2 posts were merged into an existing topic: Dark Admin Theme

I'll do some more poking first and do a pull request.

Been reading over the implementation of AdminLTE, and no offence to anyone who has worked on it (as I know I can't talk, I'm no pro). But the implementation is VERY heavy and slow. It'd seem some have a habit of globally declaring things to the result of needing to loop through the global declarations just to find one element that is needed and strip it of anything unneeded. I understand it's a more global and including approach so it'd be easier to edit at a later date I suppose (except the files have been minified, but hey that's fine). But I don't think the cost of this implementation is worth it whatsoever. A prime example is what i stumpled upon with the graph colouring, i'll post examples...

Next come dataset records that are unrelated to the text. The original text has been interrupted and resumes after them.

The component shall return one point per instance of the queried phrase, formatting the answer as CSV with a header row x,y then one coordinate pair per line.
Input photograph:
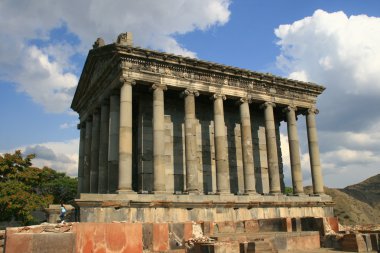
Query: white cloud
x,y
40,65
342,53
60,156
334,48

This is the original code:

var colors = [];
// Get colors from AdminLTE
$.each($.AdminLTE.options.colors, function(key, value) { colors.push(value); });
var v = [], c = [];
// Collect values and colors, immediately push individual labels
$.each(data, function(key , value) {
    v.push(value);
    c.push(colors.shift());
    queryTypeChart.data.labels.push(key.substr(6,key.length - 7));
});
// Build a single dataset with the data to be pushed
var dd = {data: v, backgroundColor: c};
// and push it at once
queryTypeChart.data.datasets.push(dd);

In pseudo code this is basically what that does:
create a variable (colors)
call an external variable declared in another file.
loop through several elements of that external variable.
push each element it finds to the variable we made (colors).
create two more variables.
loop for every value we need to push, whilst picking a colour from the 'colors' variable.
push the value and colour to the two new variables.
add a label name for the chart.
make another variable.
push the new variable to the chart.

Here's what I did. Yes it isn't as inclusive, or "universal". but you've seen the speed difference.

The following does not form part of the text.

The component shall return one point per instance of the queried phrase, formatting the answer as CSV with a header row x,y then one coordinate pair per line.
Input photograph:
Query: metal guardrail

var colors = ["#37776A", "#f56954","#3c8dbc","#C874B1"];
var dd = {data:[],backgroundColor:[]}
$.each(data, function(key , value) {
    dd.data.push(value);
    dd.backgroundColor.push(colors.shift());
    queryTypeChart.data.labels.push(key.substr(6,key.length - 7));
});
queryTypeChart.data.datasets.push(dd);
queryTypeChart.chart.config.options.cutoutPercentage=30;
queryTypeChart.update();
$("#query-types .overlay").remove();

Small change, only major difference is it excludes one of the heavy foreach loops which can take a little bit of time to run. Other than that it's also less resource hungry.
Point being, I can do a pull request for this, I don't know if the people that implemented it in the existing method would like it though. But if I were to do this I'd also wish to optimize other areas of the AdminLTE implementation.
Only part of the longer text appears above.